Multiple Linear Regression

Multiple Linear Regression

  • Examines relationship between one dependent variable and multiple independent variables.

Benefits Over Simple Regression

  • Incorporates multiple predictors for combined effects.

  • Improved predictive accuracy through simultaneous consideration of predictors.

  • Controls for confounding variables, isolating unique contributions.

  • Assesses relative importance of each predictor variable.

Assumptions Pre and Post-Test

  • Pre-Test: 1) Linear relationship between variables; 2) No multicollinearity (correlation < .80).

  • Post-Test: Multivariate normality of residuals; homoscedasticity of residuals.

Example Scenario: Real Estate

  • Dependent Variable: House prices

  • Independent Variables: Size, number of bedrooms, bathrooms, distance from city centre, violent crime rate.

Regression Statistics Overview

  • Sample Data: Shows different predictors and their influence on house prices.

Key Assumptions of Regression

  • Continuous variables in pairs; linear and homoscedastic relationships.

Multiple Regression Model Creation

  • Focused on factors like house size, number of bedrooms, etc.

  • Importance of checking for multicollinearity via correlation matrices.

Important Metrics

  • Adjusted R-squared: Proportion of variance explained by predictors.

  • Coefficients: Estimated changes in dependent variable per unit change in predictor.

  • Significance Levels (p-values): Determine statistical significance of coefficients.

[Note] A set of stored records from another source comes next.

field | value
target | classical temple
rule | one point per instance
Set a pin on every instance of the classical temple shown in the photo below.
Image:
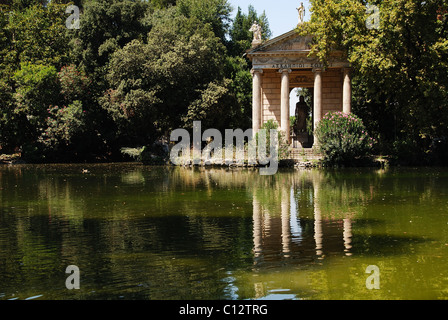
(282, 64)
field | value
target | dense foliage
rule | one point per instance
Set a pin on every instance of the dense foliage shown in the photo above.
(400, 70)
(132, 72)
(343, 138)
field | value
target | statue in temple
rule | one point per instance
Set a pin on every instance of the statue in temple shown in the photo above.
(302, 111)
(256, 29)
(301, 10)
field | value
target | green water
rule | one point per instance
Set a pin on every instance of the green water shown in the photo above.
(138, 232)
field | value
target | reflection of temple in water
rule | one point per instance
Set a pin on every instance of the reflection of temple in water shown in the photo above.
(296, 227)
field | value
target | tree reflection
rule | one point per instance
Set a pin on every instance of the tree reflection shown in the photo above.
(175, 233)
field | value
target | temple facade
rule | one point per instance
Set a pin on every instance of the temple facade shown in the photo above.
(284, 63)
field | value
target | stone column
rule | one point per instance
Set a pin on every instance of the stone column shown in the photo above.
(347, 92)
(317, 96)
(284, 104)
(256, 100)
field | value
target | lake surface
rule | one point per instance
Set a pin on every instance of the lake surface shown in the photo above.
(139, 232)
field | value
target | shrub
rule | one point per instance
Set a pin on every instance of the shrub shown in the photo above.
(343, 138)
(63, 124)
(283, 146)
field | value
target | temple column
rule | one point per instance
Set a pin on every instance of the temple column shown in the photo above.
(347, 92)
(284, 104)
(317, 96)
(256, 100)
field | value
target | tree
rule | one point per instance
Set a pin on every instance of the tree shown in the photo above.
(400, 68)
(241, 37)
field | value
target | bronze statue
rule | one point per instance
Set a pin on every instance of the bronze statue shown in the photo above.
(301, 116)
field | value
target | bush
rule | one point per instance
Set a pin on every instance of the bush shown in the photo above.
(283, 146)
(343, 138)
(63, 124)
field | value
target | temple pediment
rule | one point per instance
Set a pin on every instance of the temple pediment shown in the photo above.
(290, 41)
(291, 51)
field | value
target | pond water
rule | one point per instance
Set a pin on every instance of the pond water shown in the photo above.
(139, 232)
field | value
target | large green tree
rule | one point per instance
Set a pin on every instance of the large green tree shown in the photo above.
(400, 68)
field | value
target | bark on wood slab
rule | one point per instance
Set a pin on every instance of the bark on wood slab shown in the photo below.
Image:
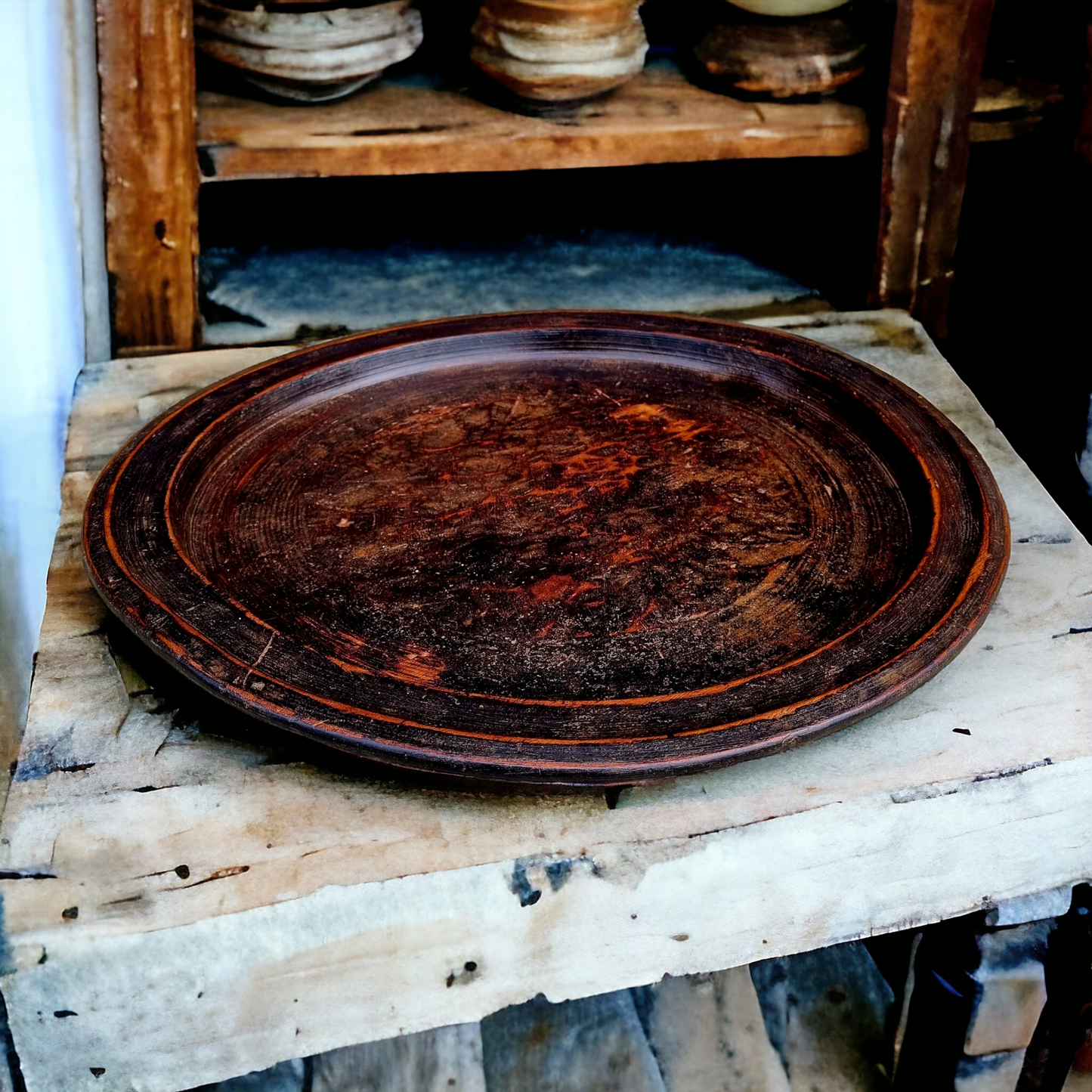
(444, 1060)
(708, 1035)
(659, 117)
(827, 1013)
(309, 56)
(311, 911)
(145, 60)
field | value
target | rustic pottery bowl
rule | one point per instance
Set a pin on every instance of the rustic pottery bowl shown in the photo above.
(782, 59)
(309, 56)
(559, 51)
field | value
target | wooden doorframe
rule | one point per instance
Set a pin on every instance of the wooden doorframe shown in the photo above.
(149, 117)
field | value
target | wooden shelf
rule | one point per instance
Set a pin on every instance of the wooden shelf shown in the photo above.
(405, 129)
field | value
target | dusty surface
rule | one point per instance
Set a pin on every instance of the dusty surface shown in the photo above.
(210, 905)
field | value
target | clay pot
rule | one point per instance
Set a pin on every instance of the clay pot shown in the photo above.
(309, 56)
(782, 59)
(787, 8)
(559, 51)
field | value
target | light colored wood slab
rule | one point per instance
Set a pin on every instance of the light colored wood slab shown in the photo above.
(319, 912)
(395, 129)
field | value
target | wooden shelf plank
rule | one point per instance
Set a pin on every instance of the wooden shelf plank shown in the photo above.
(400, 129)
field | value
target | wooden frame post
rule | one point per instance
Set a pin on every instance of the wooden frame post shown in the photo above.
(937, 57)
(147, 70)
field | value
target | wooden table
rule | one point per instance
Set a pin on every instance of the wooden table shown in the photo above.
(181, 908)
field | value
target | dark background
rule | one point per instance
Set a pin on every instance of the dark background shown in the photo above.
(1019, 309)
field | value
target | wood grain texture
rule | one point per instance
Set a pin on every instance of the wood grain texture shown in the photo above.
(145, 59)
(659, 117)
(328, 908)
(444, 1060)
(935, 66)
(552, 549)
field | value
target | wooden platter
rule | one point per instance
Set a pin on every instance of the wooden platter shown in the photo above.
(552, 549)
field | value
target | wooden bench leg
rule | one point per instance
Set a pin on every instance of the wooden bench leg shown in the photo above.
(147, 70)
(935, 67)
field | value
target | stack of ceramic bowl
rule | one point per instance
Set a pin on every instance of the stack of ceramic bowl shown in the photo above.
(559, 51)
(783, 49)
(314, 54)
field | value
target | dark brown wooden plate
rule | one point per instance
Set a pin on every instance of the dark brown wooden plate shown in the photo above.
(555, 547)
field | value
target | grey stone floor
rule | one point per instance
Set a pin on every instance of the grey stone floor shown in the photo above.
(289, 295)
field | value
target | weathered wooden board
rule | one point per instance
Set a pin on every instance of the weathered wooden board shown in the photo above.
(444, 1060)
(395, 129)
(252, 908)
(935, 66)
(145, 63)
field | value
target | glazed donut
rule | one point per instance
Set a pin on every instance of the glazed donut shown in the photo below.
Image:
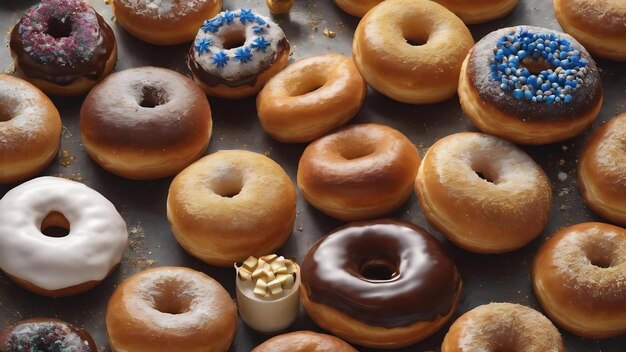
(45, 334)
(170, 309)
(358, 172)
(357, 8)
(423, 73)
(579, 277)
(68, 265)
(379, 284)
(64, 47)
(304, 341)
(30, 130)
(602, 171)
(479, 11)
(530, 85)
(599, 24)
(502, 327)
(310, 98)
(164, 22)
(236, 53)
(252, 202)
(483, 193)
(170, 126)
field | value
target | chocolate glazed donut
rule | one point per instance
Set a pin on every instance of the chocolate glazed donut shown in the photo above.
(390, 276)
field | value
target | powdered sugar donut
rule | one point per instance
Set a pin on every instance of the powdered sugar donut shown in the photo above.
(59, 266)
(236, 53)
(63, 47)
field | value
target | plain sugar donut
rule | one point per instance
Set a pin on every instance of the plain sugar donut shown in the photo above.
(169, 309)
(483, 193)
(427, 72)
(579, 277)
(310, 98)
(62, 266)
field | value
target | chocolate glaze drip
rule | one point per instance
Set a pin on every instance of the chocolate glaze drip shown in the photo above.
(424, 284)
(64, 75)
(585, 97)
(211, 80)
(41, 334)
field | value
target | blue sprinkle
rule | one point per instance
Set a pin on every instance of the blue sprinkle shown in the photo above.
(243, 55)
(220, 59)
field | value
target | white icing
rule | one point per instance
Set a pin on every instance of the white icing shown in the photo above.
(234, 69)
(96, 241)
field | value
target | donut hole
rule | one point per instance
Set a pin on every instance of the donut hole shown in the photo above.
(234, 40)
(378, 270)
(228, 185)
(59, 27)
(152, 97)
(55, 225)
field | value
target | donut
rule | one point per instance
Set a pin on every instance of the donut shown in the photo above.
(170, 309)
(304, 341)
(64, 47)
(599, 24)
(579, 277)
(164, 22)
(416, 62)
(54, 264)
(310, 98)
(230, 205)
(357, 8)
(236, 53)
(502, 327)
(30, 130)
(380, 284)
(530, 85)
(170, 126)
(602, 171)
(45, 334)
(483, 193)
(358, 172)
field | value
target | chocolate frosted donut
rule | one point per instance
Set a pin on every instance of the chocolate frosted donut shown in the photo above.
(380, 284)
(45, 335)
(530, 85)
(64, 47)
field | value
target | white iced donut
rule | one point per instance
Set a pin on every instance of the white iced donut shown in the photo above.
(59, 266)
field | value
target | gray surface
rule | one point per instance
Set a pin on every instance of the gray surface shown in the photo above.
(486, 278)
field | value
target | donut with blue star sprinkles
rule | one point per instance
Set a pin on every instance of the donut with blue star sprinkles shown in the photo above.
(530, 85)
(236, 52)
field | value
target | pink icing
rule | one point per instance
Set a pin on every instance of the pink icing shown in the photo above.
(77, 47)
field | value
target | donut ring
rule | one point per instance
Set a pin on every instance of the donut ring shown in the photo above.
(601, 171)
(30, 130)
(502, 327)
(45, 334)
(380, 284)
(152, 144)
(230, 205)
(304, 341)
(599, 25)
(64, 266)
(513, 86)
(358, 172)
(64, 47)
(291, 107)
(415, 74)
(579, 277)
(483, 193)
(170, 309)
(236, 53)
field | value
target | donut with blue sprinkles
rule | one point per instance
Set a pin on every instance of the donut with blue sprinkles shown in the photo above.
(235, 71)
(530, 85)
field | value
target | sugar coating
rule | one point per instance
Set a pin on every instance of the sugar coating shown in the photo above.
(66, 51)
(258, 51)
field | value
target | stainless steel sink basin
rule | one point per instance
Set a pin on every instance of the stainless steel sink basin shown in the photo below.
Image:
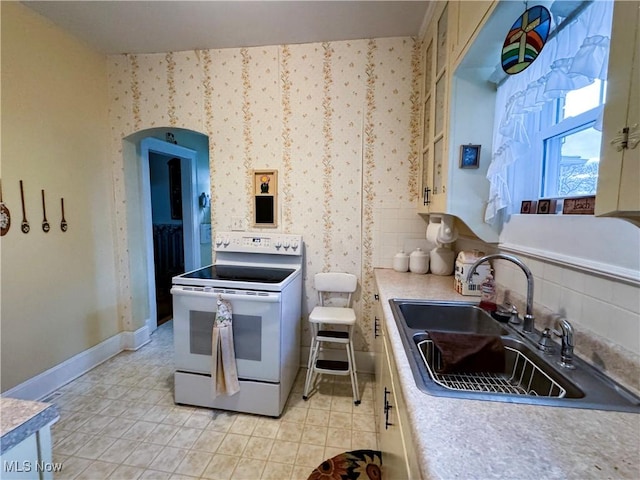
(449, 317)
(530, 375)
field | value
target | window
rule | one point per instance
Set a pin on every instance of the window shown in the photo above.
(571, 143)
(546, 134)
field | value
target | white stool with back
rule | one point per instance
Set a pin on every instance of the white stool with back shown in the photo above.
(336, 316)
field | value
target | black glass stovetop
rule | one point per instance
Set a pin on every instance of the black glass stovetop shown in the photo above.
(240, 273)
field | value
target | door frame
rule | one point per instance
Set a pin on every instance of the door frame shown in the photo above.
(190, 226)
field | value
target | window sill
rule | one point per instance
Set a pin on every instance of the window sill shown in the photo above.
(606, 247)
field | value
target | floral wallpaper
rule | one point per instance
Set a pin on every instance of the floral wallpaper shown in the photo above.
(338, 120)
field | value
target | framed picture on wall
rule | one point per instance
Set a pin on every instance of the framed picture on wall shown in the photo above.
(265, 190)
(469, 156)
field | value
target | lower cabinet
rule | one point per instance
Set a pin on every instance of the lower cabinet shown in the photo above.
(396, 443)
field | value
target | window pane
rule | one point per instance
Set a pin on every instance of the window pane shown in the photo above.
(583, 99)
(571, 163)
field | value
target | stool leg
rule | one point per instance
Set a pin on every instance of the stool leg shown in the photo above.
(313, 354)
(353, 369)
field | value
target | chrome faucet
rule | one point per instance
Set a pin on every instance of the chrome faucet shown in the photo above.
(566, 332)
(528, 325)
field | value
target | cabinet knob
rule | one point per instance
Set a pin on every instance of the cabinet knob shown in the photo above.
(426, 200)
(387, 407)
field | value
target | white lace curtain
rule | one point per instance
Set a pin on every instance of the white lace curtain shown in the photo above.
(573, 59)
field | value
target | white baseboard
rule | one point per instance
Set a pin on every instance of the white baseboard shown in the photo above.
(51, 380)
(365, 361)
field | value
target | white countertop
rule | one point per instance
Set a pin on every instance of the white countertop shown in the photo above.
(20, 419)
(459, 438)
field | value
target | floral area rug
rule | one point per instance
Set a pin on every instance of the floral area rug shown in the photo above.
(354, 465)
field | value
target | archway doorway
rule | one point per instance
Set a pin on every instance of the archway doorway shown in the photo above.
(191, 153)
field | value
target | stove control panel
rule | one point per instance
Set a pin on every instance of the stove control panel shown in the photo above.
(258, 242)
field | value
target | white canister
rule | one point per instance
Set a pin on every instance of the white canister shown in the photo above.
(419, 261)
(401, 262)
(442, 261)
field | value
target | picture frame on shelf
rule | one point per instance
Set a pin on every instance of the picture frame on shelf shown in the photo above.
(528, 206)
(546, 206)
(265, 191)
(470, 156)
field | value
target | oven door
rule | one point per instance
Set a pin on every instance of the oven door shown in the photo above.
(256, 331)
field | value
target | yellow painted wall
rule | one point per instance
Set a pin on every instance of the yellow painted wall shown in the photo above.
(58, 289)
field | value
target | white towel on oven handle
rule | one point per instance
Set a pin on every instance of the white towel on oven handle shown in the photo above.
(224, 374)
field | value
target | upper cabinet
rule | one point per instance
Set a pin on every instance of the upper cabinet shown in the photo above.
(467, 16)
(618, 193)
(461, 58)
(435, 112)
(457, 110)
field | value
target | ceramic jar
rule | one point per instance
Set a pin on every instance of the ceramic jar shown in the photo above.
(442, 261)
(419, 261)
(401, 262)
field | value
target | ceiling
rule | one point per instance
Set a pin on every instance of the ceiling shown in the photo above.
(114, 27)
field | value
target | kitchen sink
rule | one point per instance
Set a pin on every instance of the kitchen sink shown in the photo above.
(449, 317)
(530, 376)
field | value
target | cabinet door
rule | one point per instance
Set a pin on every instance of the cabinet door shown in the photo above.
(618, 191)
(378, 349)
(435, 104)
(391, 443)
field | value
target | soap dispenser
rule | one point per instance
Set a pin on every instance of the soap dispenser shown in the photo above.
(419, 261)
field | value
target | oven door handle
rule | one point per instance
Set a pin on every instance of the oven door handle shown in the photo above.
(270, 297)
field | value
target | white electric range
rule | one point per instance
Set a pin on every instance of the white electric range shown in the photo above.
(260, 274)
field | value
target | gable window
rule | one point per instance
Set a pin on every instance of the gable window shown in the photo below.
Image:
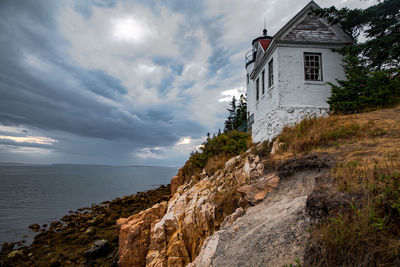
(270, 73)
(312, 67)
(263, 82)
(257, 89)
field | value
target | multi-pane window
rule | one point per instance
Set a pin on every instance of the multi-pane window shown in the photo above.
(312, 67)
(263, 82)
(270, 73)
(257, 89)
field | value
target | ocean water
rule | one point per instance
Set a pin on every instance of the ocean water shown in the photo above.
(44, 193)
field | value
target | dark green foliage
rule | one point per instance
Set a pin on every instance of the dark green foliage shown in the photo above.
(371, 67)
(228, 144)
(237, 114)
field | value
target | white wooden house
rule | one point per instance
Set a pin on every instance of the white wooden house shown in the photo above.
(287, 74)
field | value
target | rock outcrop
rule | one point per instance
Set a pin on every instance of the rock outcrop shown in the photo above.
(196, 210)
(134, 238)
(272, 233)
(245, 214)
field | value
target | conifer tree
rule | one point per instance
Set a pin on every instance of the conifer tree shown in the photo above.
(372, 66)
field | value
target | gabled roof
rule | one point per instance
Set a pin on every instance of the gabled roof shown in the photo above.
(306, 29)
(265, 44)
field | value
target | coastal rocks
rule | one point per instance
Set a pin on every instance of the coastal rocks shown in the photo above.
(100, 248)
(273, 233)
(198, 207)
(34, 227)
(134, 235)
(176, 181)
(257, 191)
(7, 246)
(14, 254)
(56, 225)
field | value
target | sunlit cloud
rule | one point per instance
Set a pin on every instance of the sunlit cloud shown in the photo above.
(148, 153)
(130, 29)
(184, 141)
(29, 139)
(227, 95)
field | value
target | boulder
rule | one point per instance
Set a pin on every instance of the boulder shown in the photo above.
(257, 191)
(134, 235)
(34, 227)
(99, 249)
(14, 254)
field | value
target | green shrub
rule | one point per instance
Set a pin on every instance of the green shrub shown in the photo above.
(225, 145)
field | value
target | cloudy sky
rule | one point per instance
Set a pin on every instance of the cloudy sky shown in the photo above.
(124, 82)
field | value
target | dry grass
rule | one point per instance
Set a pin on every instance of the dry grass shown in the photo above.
(327, 132)
(215, 163)
(370, 230)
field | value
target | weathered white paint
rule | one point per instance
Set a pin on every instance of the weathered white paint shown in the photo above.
(291, 98)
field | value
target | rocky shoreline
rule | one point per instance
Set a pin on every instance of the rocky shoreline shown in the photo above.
(87, 236)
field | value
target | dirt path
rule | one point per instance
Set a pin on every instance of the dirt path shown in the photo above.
(273, 233)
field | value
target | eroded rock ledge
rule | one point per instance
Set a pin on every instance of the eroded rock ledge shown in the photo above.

Homoscedasticity and Normality

  • Residuals should show consistent variance (homoscedasticity) and normal distribution.

Key Findings from Model

  • Significant predictors: Number of bedrooms, distance to city.

  • Non-significant predictors: House size, number of bathrooms, violent crime rate.

Takeaways

  • Multiple regression assesses effects of multiple variables on one dependent variable.

  • Useful for prediction, but does not confirm causality due to possible omitted variables.